Before her, Thea seemed simultaneously the same and wholly different, transformed by her contact with the water. The song that had played in Merrily’s head as they had danced swept through the boughs of the trees overhead, joyous and bubbling, and Merrily remembered where she’d heard it before. She rushed forward and knelt by the bank.

“It was you, the river near the woods—the one I danced in—”

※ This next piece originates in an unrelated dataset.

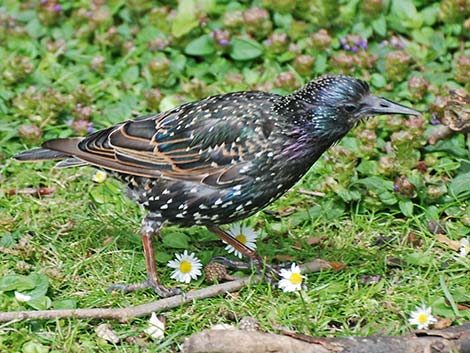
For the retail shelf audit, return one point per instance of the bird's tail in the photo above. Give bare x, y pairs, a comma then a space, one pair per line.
46, 154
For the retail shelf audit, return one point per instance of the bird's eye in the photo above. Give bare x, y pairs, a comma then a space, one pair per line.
349, 108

“It was you, who healed me,” Thea said, smiling widely, tears gathering in her big brown eyes. “I felt so good after being sick for so long, I got right up and left—but I forgot to come back, and I kept forgetting, until suddenly I couldn’t remember even when I tried to. All I remembered was this little stream, and I knew I had to get here, and that I should go to you for help. Now I know why.”

Merrily swallowed around a lump in her throat. She threw her arms around Thea’s waist. “You have to know you helped me just as much,” she whispered. “I couldn’t have done it—any of this—without you.”

“No,” Thea agreed, and tipped Merrily’s face up to her own with gentle fingers under her chin. “And now it’s done. What would you like to do next?”

“Well…I…think I’d like to take you on a date, if you’ll have me,” Merrily laughed, and Thea laughed too.

“Yes, Merrily, I’ll have you,” Thea whispered, and for a moment Merrily closed her eyes, listening to the river song, feeling Thea’s presence wash over her. Then, Thea pulled her up, up, into a kiss, sweet and searing with the force of life that Merrily had been missing. Pure and golden and powerful: the kind of kiss that knocked the world a little off its axis, that shifted the ground under one’s feet, that slid everything just enough out of place that it fell into something so much better.

The kind of kiss that you could build an empire around.

The kind of kiss that wore down all defenses.

“I’ll pick you up at eight, then?” Merrily asked, breathless, lips still brushing Thea’s.

“Bold of you to assume I’m letting you leave.”